Artikel aus dem Katalog zur Ausstellung „DAS INNERE LICHT“, 2002
Naturhistorisches Museum Wien
ISBN 3-900275-89-0
Das Innere Licht
Bernd Lötsch über den blinden Visionär Sergej Popolsin
Um wieviel besser er doch malt als viele sehende Maler, staunen Kunstinteressierte vor den ausdrucksstarken Bildern des tragisch erblindeten Sergej Popolsin.
Kann es sein, dass das innere Licht, welches nachglüht aus der Zeit, als er noch sehend malte, ein stärkerer künstlerischer Impuls ist als es der alltägliche Anblick der Welt um ihn je sein konnte?
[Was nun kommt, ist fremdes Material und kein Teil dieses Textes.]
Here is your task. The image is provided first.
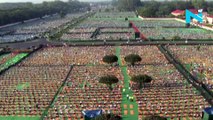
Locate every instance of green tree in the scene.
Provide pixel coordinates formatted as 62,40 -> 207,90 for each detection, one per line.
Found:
131,75 -> 152,89
92,114 -> 122,120
99,75 -> 119,90
103,55 -> 118,64
172,36 -> 181,40
124,54 -> 142,66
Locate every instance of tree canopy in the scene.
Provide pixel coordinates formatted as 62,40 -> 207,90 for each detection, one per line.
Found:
99,75 -> 119,90
131,75 -> 152,89
124,54 -> 142,65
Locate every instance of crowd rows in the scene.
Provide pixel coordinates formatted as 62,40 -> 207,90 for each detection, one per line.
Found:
93,12 -> 136,19
0,53 -> 27,72
128,64 -> 211,119
100,27 -> 134,33
46,66 -> 123,120
0,66 -> 70,116
134,20 -> 186,28
21,46 -> 115,66
96,33 -> 135,40
76,19 -> 128,28
168,46 -> 213,90
61,33 -> 92,40
121,46 -> 168,64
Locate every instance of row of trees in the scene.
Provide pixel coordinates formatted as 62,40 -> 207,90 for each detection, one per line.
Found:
103,54 -> 142,66
113,0 -> 213,17
0,0 -> 89,25
99,54 -> 152,90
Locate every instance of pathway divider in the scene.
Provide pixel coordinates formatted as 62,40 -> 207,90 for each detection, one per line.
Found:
116,46 -> 138,120
90,27 -> 101,38
130,21 -> 147,40
41,66 -> 73,120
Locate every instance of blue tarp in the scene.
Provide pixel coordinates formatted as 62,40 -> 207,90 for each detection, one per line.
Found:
82,110 -> 102,118
204,107 -> 213,115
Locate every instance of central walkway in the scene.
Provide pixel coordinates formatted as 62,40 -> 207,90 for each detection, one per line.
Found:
116,46 -> 138,120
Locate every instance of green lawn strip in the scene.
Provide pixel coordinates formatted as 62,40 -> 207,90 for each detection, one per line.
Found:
116,46 -> 138,120
0,116 -> 40,120
89,17 -> 141,21
0,54 -> 9,61
16,82 -> 30,90
0,53 -> 28,71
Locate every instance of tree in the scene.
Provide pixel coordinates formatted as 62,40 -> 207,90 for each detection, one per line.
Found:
131,75 -> 152,89
172,36 -> 181,40
60,11 -> 66,18
99,75 -> 119,90
92,114 -> 122,120
144,115 -> 166,120
124,54 -> 142,65
103,55 -> 118,64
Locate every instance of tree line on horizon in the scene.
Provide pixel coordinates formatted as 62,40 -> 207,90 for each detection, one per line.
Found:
112,0 -> 213,17
0,0 -> 90,25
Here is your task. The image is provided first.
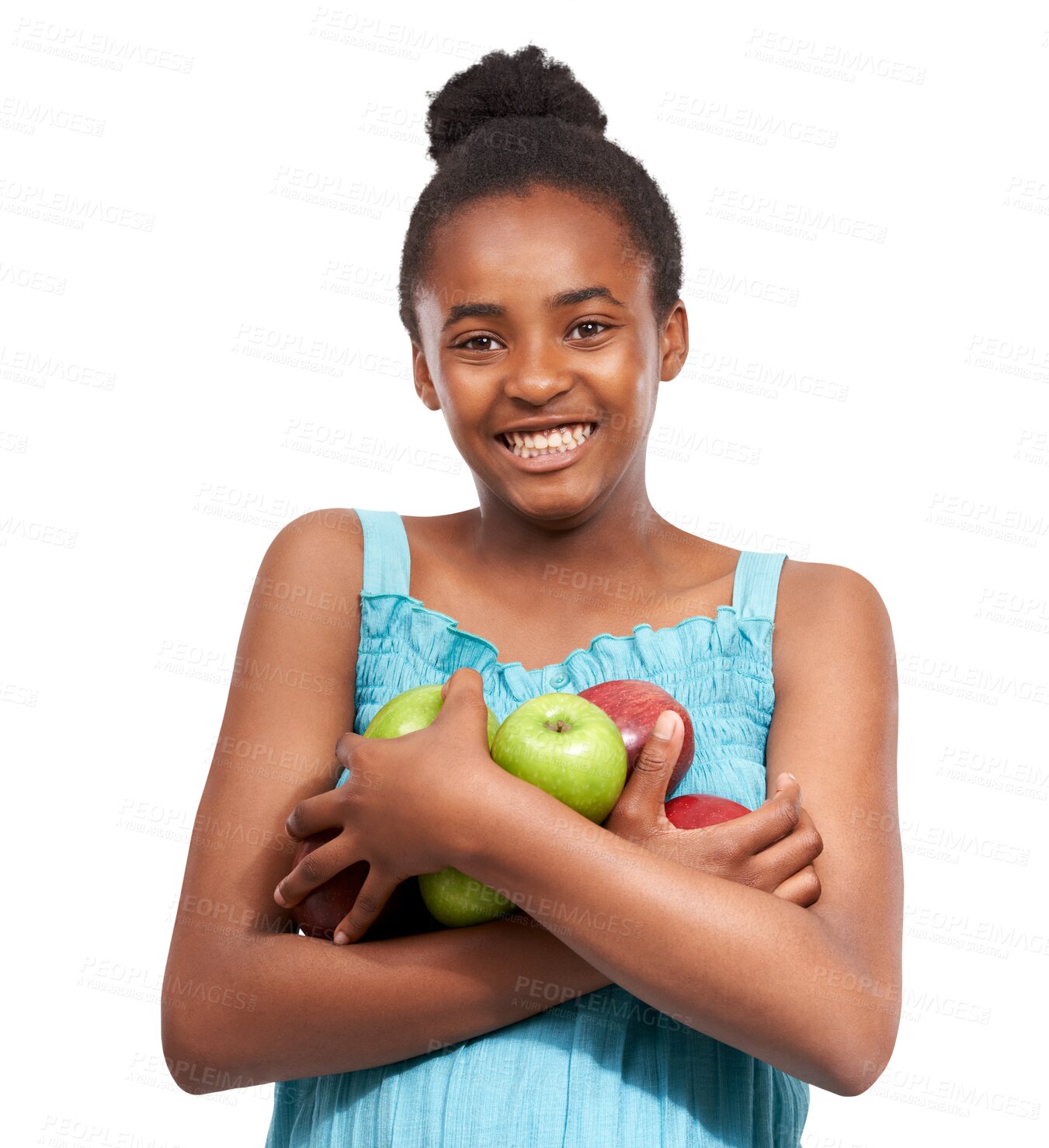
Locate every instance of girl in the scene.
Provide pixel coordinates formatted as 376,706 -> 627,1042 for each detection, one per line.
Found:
163,45 -> 902,1148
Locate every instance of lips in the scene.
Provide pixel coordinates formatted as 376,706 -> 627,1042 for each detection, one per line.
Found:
495,421 -> 599,458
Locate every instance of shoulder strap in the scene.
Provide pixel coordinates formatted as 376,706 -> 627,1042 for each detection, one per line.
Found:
732,550 -> 787,621
354,506 -> 412,597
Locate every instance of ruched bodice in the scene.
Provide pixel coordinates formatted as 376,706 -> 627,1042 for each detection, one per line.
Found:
266,508 -> 809,1148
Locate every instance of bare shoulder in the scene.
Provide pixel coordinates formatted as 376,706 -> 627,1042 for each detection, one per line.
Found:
270,506 -> 364,557
772,558 -> 895,685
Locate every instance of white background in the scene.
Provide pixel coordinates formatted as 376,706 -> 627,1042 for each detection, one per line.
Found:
0,2 -> 1049,1148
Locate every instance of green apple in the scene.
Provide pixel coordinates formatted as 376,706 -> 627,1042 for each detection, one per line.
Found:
419,693 -> 626,927
364,684 -> 513,927
492,693 -> 626,824
364,682 -> 498,750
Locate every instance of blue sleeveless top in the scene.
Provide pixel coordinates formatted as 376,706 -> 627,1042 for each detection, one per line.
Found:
266,508 -> 809,1148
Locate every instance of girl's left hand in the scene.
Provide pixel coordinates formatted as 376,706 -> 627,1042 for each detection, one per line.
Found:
273,667 -> 502,944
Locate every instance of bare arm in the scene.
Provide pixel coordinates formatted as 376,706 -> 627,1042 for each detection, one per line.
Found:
422,564 -> 903,1095
161,510 -> 609,1093
165,915 -> 609,1094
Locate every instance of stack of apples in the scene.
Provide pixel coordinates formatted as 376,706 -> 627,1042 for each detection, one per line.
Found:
284,678 -> 749,940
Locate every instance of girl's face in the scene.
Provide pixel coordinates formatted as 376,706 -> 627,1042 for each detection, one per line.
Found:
414,185 -> 688,519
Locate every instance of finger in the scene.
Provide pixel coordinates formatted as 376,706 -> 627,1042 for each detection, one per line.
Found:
335,865 -> 398,945
283,789 -> 346,838
273,834 -> 349,909
761,808 -> 822,880
432,666 -> 488,747
733,774 -> 801,853
335,729 -> 366,772
772,865 -> 822,909
617,709 -> 685,824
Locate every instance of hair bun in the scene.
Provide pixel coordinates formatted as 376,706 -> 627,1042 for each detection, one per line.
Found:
426,43 -> 608,164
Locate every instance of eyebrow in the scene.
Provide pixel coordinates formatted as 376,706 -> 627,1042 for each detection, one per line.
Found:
441,287 -> 626,331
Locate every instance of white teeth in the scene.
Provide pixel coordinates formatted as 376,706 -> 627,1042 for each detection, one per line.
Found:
503,422 -> 594,458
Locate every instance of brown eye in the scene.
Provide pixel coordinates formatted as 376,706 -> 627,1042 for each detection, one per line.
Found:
452,335 -> 498,352
570,319 -> 609,338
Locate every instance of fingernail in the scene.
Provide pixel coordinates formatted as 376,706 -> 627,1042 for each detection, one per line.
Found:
651,709 -> 677,741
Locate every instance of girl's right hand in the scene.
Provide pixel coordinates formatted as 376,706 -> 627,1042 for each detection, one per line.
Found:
603,715 -> 822,908
634,775 -> 822,908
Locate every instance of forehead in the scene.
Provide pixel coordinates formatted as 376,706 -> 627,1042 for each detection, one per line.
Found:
419,187 -> 647,311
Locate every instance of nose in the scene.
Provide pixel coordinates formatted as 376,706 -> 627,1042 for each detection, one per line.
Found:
503,347 -> 575,407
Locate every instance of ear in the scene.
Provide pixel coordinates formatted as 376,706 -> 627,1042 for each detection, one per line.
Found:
412,343 -> 441,411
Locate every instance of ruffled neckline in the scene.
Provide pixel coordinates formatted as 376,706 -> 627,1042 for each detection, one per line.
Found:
361,590 -> 774,684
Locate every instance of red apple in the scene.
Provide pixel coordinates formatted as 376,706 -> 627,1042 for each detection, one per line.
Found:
579,678 -> 695,793
663,793 -> 750,829
288,829 -> 443,940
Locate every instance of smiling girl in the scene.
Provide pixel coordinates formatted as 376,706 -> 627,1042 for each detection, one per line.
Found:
163,46 -> 902,1148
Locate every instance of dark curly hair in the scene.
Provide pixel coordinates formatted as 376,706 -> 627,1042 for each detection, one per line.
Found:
400,43 -> 681,347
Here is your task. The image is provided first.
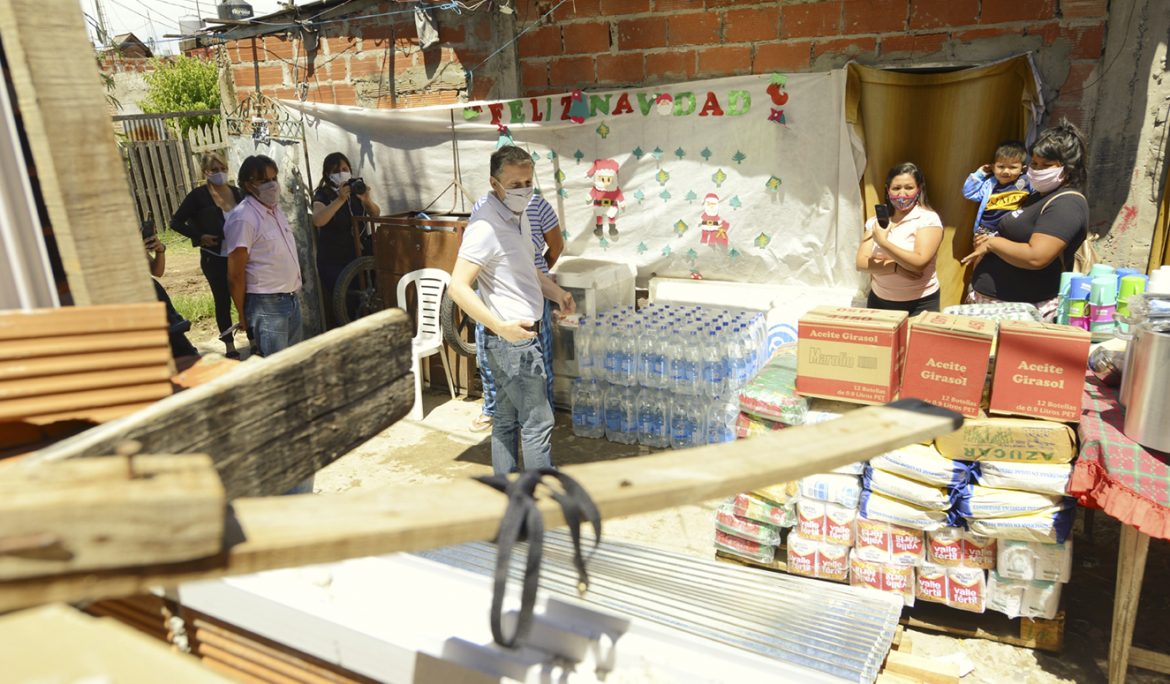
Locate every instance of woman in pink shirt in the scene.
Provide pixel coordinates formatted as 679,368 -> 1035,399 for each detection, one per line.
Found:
858,163 -> 943,316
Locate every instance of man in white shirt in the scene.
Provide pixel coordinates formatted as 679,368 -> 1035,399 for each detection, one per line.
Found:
449,145 -> 576,475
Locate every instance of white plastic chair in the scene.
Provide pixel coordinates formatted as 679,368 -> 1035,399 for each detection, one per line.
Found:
398,269 -> 455,420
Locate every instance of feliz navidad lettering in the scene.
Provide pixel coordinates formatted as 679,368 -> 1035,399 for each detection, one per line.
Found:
463,90 -> 758,125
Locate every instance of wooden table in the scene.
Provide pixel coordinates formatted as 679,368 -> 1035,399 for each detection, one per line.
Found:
1068,375 -> 1170,684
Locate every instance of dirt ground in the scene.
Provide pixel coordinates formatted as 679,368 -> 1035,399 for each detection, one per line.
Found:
163,240 -> 1170,684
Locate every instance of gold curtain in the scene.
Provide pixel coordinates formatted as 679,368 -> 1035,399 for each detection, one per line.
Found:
1149,137 -> 1170,272
845,56 -> 1038,306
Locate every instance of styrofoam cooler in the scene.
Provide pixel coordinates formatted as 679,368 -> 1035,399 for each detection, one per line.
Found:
552,258 -> 634,406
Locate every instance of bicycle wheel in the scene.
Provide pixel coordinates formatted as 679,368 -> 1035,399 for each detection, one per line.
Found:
439,292 -> 475,357
332,256 -> 386,325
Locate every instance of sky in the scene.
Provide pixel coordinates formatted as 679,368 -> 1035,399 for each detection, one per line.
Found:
78,0 -> 281,55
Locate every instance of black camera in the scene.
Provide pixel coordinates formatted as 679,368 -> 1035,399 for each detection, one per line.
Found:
138,215 -> 156,241
345,178 -> 370,195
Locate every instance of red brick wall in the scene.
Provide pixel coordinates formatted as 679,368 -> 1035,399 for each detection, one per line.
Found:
210,2 -> 504,108
516,0 -> 1108,133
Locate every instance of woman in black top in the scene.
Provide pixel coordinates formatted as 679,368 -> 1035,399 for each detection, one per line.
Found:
963,120 -> 1089,320
171,152 -> 243,358
312,152 -> 381,327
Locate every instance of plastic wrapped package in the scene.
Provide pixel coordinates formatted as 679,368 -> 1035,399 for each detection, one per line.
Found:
735,412 -> 787,440
800,472 -> 861,509
927,527 -> 998,569
861,467 -> 951,511
869,444 -> 973,486
786,532 -> 849,582
996,539 -> 1073,582
860,491 -> 949,532
731,493 -> 796,527
796,499 -> 858,546
955,484 -> 1076,519
715,503 -> 780,546
853,517 -> 924,566
975,461 -> 1073,496
987,571 -> 1061,620
942,302 -> 1044,322
715,530 -> 776,562
966,507 -> 1076,544
739,344 -> 808,426
849,548 -> 914,606
914,562 -> 987,613
748,481 -> 800,506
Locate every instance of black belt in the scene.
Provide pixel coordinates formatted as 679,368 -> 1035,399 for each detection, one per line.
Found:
483,320 -> 541,337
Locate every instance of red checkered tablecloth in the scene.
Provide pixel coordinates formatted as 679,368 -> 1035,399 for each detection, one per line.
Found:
1068,374 -> 1170,539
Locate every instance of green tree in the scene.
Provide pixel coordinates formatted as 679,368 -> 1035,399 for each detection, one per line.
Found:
142,55 -> 220,134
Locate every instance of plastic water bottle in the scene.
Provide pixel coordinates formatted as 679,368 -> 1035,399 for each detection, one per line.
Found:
573,318 -> 596,378
707,396 -> 739,444
572,378 -> 605,440
638,388 -> 670,449
670,395 -> 704,449
610,323 -> 638,387
700,330 -> 727,396
605,385 -> 638,444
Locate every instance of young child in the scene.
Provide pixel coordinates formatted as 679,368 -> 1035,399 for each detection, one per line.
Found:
963,140 -> 1032,235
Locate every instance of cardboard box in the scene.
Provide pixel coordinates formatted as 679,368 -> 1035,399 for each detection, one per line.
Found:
797,306 -> 907,403
991,320 -> 1093,423
900,313 -> 996,417
935,417 -> 1076,463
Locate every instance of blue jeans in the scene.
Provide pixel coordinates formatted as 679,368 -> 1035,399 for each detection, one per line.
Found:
483,334 -> 553,475
243,292 -> 303,357
475,299 -> 552,417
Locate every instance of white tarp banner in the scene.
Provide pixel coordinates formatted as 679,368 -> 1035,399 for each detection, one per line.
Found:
284,70 -> 863,288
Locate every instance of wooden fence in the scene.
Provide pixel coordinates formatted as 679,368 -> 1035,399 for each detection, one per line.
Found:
113,110 -> 228,229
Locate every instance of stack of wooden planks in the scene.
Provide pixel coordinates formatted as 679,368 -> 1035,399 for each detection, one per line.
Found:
0,302 -> 174,424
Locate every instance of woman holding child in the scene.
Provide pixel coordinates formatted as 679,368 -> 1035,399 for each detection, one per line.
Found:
963,120 -> 1089,320
856,163 -> 943,316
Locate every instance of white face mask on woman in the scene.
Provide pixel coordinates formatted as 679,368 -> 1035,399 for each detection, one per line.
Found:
1027,166 -> 1065,193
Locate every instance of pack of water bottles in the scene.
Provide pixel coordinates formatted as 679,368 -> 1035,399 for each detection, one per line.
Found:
572,304 -> 766,449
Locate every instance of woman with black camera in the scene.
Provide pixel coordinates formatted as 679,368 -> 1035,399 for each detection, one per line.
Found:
312,152 -> 381,327
171,152 -> 243,359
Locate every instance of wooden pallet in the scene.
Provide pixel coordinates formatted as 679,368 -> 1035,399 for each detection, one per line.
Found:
715,551 -> 1065,652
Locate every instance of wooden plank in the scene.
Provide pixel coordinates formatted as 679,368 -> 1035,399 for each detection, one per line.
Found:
0,456 -> 226,579
0,327 -> 170,362
886,651 -> 958,684
0,300 -> 167,339
0,346 -> 171,385
26,309 -> 414,498
0,397 -> 961,610
0,367 -> 171,405
0,0 -> 154,305
0,380 -> 171,418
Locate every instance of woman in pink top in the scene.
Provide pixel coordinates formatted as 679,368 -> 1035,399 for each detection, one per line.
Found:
858,163 -> 943,316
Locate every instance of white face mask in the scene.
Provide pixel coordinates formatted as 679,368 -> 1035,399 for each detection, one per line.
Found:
1027,166 -> 1065,193
493,181 -> 535,214
256,180 -> 281,207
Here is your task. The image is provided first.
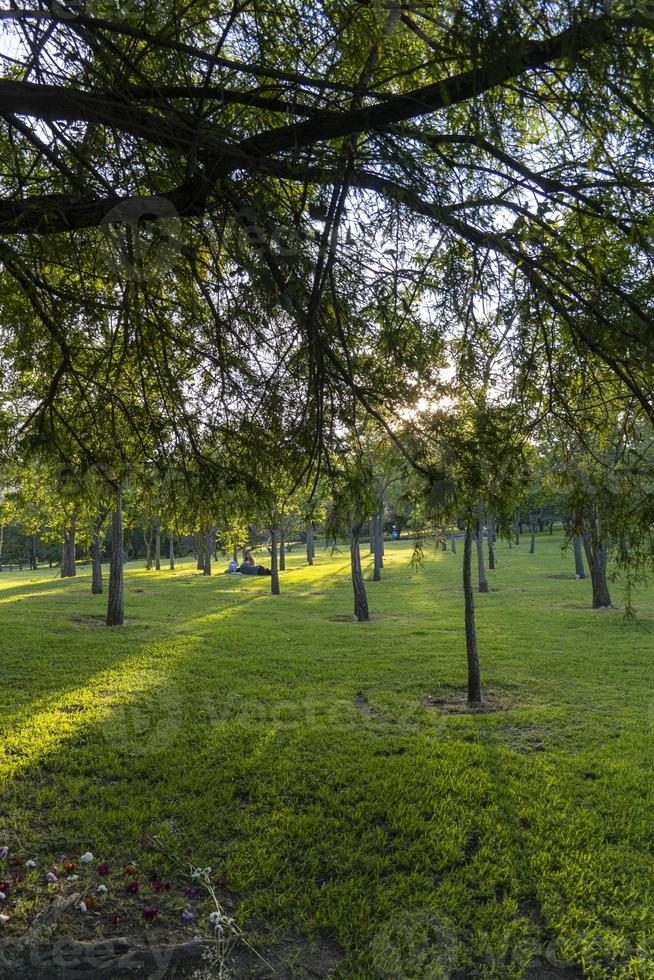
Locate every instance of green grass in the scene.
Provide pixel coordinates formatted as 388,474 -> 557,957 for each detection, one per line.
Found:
0,534 -> 654,980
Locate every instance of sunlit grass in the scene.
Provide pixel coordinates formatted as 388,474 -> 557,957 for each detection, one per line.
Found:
0,535 -> 654,978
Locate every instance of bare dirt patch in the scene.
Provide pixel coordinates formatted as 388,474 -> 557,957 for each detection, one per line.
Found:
227,935 -> 343,980
354,691 -> 377,718
423,688 -> 520,715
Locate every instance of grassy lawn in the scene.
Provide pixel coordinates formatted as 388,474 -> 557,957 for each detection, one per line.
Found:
0,534 -> 654,980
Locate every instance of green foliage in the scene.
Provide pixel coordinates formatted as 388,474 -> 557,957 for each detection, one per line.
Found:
0,533 -> 654,980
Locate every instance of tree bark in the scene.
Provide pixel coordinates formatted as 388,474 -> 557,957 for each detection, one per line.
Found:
61,515 -> 77,578
202,528 -> 213,575
107,491 -> 125,626
375,514 -> 384,569
372,514 -> 384,582
270,528 -> 280,595
307,524 -> 313,565
143,521 -> 152,572
463,524 -> 482,705
350,526 -> 370,623
477,500 -> 488,592
583,520 -> 611,609
486,514 -> 495,571
574,532 -> 586,578
91,527 -> 102,595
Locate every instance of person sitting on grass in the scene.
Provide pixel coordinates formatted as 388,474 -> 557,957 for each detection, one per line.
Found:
238,562 -> 272,575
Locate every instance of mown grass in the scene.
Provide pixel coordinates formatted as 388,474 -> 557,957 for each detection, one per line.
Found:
0,534 -> 654,980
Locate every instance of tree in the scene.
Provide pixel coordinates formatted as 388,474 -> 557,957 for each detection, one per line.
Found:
424,397 -> 526,705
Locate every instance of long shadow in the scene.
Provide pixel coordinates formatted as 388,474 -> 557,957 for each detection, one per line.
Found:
0,575 -> 284,731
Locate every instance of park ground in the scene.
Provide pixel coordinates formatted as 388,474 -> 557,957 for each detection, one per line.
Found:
0,533 -> 654,980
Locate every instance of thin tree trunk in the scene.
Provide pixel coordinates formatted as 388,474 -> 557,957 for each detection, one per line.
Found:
486,514 -> 495,571
463,524 -> 482,705
61,515 -> 77,578
270,529 -> 279,595
202,528 -> 213,575
375,514 -> 384,568
477,500 -> 488,592
107,491 -> 125,626
529,511 -> 536,555
91,527 -> 102,595
583,521 -> 611,609
350,527 -> 370,623
574,532 -> 586,578
372,518 -> 384,582
143,521 -> 152,572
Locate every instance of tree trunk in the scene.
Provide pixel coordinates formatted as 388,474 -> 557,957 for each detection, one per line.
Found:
350,527 -> 370,623
477,500 -> 488,592
307,524 -> 313,565
372,514 -> 384,582
463,524 -> 482,705
91,527 -> 102,595
107,491 -> 125,626
143,521 -> 152,572
486,515 -> 495,571
270,529 -> 279,595
202,528 -> 213,575
61,516 -> 77,578
574,532 -> 586,578
529,511 -> 536,555
375,514 -> 384,569
583,521 -> 611,609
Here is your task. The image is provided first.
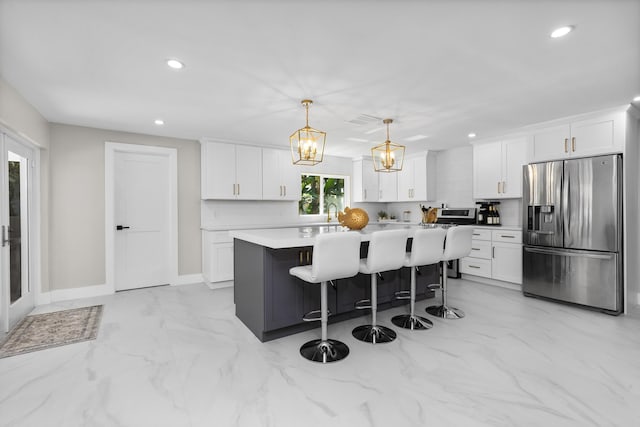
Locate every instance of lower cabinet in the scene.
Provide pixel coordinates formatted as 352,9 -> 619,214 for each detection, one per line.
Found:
234,239 -> 438,341
460,228 -> 522,284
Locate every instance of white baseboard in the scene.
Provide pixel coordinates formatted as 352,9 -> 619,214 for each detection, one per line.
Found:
207,280 -> 233,289
462,274 -> 522,292
49,284 -> 113,302
171,274 -> 204,286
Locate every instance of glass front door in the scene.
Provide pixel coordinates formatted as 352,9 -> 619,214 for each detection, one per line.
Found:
0,135 -> 34,332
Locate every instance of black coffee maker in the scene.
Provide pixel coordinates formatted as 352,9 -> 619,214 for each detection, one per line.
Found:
476,201 -> 500,225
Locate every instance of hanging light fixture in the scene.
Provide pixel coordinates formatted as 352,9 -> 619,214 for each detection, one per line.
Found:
371,119 -> 404,172
289,99 -> 327,166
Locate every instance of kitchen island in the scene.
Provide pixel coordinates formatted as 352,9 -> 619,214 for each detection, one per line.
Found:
231,223 -> 439,342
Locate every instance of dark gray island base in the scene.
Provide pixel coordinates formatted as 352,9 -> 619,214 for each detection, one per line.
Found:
233,239 -> 439,342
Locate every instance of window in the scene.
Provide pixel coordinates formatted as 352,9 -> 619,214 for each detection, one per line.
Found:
298,175 -> 348,215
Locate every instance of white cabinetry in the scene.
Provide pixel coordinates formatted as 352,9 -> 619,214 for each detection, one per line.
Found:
262,148 -> 300,200
397,153 -> 436,202
201,142 -> 262,200
473,137 -> 528,199
531,112 -> 625,162
202,231 -> 233,282
351,159 -> 379,202
460,228 -> 522,284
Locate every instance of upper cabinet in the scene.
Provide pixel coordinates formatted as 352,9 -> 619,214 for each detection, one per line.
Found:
262,148 -> 300,200
351,159 -> 379,202
473,137 -> 528,199
531,113 -> 625,162
398,153 -> 436,202
201,142 -> 262,200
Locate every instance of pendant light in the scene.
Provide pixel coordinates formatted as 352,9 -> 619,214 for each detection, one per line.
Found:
371,119 -> 404,172
289,99 -> 327,166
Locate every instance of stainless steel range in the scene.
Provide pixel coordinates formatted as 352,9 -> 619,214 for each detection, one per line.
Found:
426,207 -> 476,279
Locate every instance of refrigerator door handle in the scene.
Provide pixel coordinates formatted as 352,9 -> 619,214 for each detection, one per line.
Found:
524,247 -> 614,259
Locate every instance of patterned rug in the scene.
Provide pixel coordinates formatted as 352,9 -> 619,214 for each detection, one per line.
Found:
0,305 -> 102,358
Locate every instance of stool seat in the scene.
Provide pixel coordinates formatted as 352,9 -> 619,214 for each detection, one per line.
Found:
426,226 -> 473,319
391,228 -> 447,330
351,229 -> 407,344
289,231 -> 361,363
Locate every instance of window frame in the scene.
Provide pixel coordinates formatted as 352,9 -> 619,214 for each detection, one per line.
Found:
298,172 -> 351,218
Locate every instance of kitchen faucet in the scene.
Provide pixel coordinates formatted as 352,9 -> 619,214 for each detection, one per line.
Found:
327,203 -> 338,222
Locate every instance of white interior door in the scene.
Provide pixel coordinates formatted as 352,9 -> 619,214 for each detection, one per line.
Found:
113,151 -> 175,291
0,134 -> 34,332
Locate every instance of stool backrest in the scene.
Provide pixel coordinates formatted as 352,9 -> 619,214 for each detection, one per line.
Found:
366,230 -> 408,272
409,228 -> 447,266
311,231 -> 362,283
442,226 -> 473,261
Kann es sein, dass die tiefe Erschütterung der Erblindung nach seinem Selbstmordversuch ihn erst in vollem Maß zum Künstler reifen ließ?
Ein hoher Preis, gewiss...
Tatsächlich begann er erst in dieser Phase, Bilder zu verkaufen. Sie müssen schon vorher gut gewesen sein, fein gezeichnet, ganz anders als jetzt. Er hat sie damals nicht verkauft, man gibt nicht seine Kinder weg für Geld, das schien ihm schmutzig: „Sie sind bei mir überall herumgelegen.... Ich habe sie Freunden gezeigt, guten Bekannten, Studenten und Künstlern, und dann, als man mich ins Krankenhaus eingeliefert hat, gerieten sich die Freunde in die Haare: ‚Das gehört mir! Das dort Dir! Warte, ich geb‘ Dir so und so viel, wenn Du mir das da gibst!‘ Ein Albtraum. Da habe ich sie alle verbrannt...!”
Ein Blatt blieb übrig - bezeichnenderweise mit einem Totenkopf darauf.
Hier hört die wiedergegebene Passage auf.